“THE thinking at the time was that there was still the possibility there could be an independence referendum in October 2023 ... before we had the Supreme Court judgment and so on."

As Yes for EU convener Morag Williamson makes clear, this weekend’s March and Rally for Independence in the EU has been a long time in the making, with the application submitted when under the impression it could be a major event ahead of indyref2.

As Scottish independence grassroots campaigners kept up with the twists and turns of UK and Scottish politics, the event developed into a different beast.

Williamson – along with the rest of the Yes for EU team in partnership with Believe in Scotland – is incredibly busy ahead of Saturday.

She said: “Yes for EU is an affiliated organisation of Believe in Scotland – I can't actually remember who suggested that we join forces, but we did agree to join forces for this event and, well, it has developed into quite a major event really, it's fair to say, which is obviously slightly unexpected for us because we're a much smaller organisation than Believe in Scotland.”

READ MORE: Get your marching bundle for Scottish independence rallies!

Believe in Scotland has developed into an engine fuelling grassroots groups since 2019, creating and distributing materials, creating a regional committee of campaigners to steer activities, and publishing in-depth online articles, as well as two editions of the independence handbook Scotland the Brief.

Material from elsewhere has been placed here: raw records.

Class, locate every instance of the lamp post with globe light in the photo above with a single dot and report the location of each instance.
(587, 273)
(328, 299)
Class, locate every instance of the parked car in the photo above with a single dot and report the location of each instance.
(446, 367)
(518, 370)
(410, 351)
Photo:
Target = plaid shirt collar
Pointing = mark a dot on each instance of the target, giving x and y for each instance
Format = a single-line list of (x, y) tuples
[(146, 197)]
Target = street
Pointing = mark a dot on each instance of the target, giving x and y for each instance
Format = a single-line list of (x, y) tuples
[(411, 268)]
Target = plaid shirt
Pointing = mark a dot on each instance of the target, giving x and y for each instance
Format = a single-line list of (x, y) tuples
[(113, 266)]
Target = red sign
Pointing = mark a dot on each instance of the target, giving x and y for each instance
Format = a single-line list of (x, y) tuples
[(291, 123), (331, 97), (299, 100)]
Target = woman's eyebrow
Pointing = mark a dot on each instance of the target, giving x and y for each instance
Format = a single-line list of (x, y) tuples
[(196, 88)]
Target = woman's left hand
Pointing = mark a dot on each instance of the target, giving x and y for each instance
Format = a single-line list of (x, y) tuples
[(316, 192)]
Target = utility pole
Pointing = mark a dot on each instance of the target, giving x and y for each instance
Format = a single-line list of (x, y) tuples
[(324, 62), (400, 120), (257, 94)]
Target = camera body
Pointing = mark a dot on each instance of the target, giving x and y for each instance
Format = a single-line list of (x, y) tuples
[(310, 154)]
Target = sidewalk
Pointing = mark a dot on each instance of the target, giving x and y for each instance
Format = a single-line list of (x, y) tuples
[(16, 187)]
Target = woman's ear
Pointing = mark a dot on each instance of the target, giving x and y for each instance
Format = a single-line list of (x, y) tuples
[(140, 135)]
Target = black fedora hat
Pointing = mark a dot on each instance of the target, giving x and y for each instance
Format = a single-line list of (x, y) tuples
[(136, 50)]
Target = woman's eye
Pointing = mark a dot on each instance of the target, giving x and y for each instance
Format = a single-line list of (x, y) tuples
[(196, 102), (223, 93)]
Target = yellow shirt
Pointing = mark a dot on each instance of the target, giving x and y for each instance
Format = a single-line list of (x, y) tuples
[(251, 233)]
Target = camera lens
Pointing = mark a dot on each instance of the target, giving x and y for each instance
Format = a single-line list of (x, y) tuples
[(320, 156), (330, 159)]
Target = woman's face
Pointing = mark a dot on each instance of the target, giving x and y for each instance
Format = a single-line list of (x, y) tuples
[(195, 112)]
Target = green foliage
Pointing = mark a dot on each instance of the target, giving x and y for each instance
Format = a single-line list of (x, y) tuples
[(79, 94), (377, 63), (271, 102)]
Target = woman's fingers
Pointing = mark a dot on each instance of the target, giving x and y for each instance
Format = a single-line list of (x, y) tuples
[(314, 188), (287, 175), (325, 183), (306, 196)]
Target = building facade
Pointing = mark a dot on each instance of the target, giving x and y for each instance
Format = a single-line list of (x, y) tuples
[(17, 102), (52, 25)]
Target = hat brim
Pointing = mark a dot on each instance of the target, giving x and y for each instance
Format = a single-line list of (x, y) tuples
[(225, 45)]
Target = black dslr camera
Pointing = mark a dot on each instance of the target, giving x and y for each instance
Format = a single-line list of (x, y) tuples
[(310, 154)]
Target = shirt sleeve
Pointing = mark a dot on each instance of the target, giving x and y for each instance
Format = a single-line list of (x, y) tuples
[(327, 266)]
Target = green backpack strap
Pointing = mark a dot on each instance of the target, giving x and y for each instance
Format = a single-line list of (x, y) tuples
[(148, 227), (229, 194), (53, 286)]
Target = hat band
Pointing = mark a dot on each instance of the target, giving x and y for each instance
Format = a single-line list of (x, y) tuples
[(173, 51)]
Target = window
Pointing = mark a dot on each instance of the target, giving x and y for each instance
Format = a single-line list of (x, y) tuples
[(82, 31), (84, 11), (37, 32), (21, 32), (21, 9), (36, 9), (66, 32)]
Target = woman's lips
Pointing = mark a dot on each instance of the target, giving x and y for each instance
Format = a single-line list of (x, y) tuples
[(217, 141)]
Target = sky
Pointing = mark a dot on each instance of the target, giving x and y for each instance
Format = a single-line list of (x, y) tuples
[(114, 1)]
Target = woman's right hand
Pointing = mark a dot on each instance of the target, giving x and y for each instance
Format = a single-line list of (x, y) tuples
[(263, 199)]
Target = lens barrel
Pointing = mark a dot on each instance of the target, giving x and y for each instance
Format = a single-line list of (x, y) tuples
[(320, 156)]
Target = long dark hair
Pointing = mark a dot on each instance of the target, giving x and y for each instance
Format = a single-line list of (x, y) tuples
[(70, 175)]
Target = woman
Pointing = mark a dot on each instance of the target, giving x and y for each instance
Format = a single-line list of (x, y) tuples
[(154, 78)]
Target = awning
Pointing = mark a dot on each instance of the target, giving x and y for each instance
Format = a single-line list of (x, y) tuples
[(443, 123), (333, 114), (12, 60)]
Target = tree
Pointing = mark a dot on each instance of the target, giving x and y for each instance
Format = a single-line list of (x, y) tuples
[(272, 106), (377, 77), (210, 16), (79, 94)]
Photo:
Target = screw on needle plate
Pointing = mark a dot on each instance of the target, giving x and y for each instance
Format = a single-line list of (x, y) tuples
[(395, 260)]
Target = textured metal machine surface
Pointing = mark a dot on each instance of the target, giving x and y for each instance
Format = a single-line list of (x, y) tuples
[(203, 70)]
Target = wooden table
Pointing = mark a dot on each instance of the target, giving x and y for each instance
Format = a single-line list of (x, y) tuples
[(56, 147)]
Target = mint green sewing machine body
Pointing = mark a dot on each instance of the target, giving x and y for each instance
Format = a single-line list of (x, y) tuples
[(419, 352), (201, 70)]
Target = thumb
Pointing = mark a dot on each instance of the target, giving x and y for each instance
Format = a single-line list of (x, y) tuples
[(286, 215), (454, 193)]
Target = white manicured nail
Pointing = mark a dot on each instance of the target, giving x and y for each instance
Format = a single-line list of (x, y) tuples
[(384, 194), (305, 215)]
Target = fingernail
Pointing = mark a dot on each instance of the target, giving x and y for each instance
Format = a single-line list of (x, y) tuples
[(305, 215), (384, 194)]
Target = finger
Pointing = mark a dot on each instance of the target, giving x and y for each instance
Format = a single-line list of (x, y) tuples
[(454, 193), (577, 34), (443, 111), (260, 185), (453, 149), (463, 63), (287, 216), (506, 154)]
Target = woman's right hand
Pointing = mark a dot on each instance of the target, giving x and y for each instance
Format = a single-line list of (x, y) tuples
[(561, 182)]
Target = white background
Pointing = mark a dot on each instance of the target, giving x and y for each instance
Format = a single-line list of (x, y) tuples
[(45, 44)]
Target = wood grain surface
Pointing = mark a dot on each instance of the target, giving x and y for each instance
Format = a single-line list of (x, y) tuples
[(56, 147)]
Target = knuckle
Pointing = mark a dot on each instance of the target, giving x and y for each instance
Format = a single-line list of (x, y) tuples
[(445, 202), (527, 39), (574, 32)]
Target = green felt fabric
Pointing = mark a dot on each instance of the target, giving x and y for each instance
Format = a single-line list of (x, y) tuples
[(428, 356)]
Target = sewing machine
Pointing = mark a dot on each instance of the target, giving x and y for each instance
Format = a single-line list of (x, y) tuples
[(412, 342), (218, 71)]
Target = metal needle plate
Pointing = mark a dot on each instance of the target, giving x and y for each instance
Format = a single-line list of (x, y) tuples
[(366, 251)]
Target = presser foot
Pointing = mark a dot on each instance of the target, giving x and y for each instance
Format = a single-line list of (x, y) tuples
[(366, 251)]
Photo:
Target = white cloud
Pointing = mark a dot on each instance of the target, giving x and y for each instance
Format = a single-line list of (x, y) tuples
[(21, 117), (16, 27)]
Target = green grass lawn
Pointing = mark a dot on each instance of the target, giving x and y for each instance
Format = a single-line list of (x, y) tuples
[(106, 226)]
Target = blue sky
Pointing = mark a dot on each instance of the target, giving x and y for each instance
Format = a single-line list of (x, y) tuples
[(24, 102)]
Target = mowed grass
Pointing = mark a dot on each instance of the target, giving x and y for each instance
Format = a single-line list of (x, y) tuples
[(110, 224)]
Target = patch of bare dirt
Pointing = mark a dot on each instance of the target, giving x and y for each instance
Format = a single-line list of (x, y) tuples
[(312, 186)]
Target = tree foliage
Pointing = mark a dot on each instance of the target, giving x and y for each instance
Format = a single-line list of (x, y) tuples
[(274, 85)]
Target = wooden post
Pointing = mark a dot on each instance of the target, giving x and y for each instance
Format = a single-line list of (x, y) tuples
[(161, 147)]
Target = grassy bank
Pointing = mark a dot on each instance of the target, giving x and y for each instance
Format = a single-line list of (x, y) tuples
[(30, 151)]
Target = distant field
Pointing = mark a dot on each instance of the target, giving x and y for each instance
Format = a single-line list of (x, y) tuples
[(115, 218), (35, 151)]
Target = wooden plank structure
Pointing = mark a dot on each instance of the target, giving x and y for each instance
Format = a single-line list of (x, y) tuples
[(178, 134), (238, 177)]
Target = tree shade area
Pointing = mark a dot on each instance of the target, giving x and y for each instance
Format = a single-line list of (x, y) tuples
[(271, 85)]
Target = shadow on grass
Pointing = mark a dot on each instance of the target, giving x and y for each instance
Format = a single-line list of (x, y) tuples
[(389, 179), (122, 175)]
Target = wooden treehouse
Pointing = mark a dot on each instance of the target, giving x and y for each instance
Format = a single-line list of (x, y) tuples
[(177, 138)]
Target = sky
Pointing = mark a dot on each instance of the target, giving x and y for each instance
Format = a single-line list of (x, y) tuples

With the event now set to host First Minister Humza Yousaf’s first speech at an independence rally as leader of Scotland, alongside high-profile Yes activists such as Lesley Riddoch and internationally recognised Scots actor Brian Cox, Willamson is grateful for both the group's collaboration and support online.

“It's worked quite well," Williamson said, with hopes there might be further partnerships to hold similar big events, nationally and regionally.

“It's fantastic to see all the support, you know, the masses of the social media posting, the vast majority of it positive and people getting on board with that, supporting it in that way."

As hosts of the rally Alistair Heather and Kelly Given said, there is an air that this event gives Yes a fresh perspective.

Williamson said: “We’re hoping it will actually energise and get people really motivated into campaigning again with enthusiasm.

"Lots and lots of Yes groups have been campaigning throughout these last few years but there has been a little bit of negativity recently for various reasons and I'm hoping that people will feel that we're coming out of that now."

The National:

She highlighted the enthusiasm from the volunteers, and the knowledge they are bringing to the organising to ensure a smooth event.

“The stewards that have come forward, it's great to have their experience, they're attending our briefing sessions every evening this week, giving up evenings to do online sessions, it shows real commitment," she explained.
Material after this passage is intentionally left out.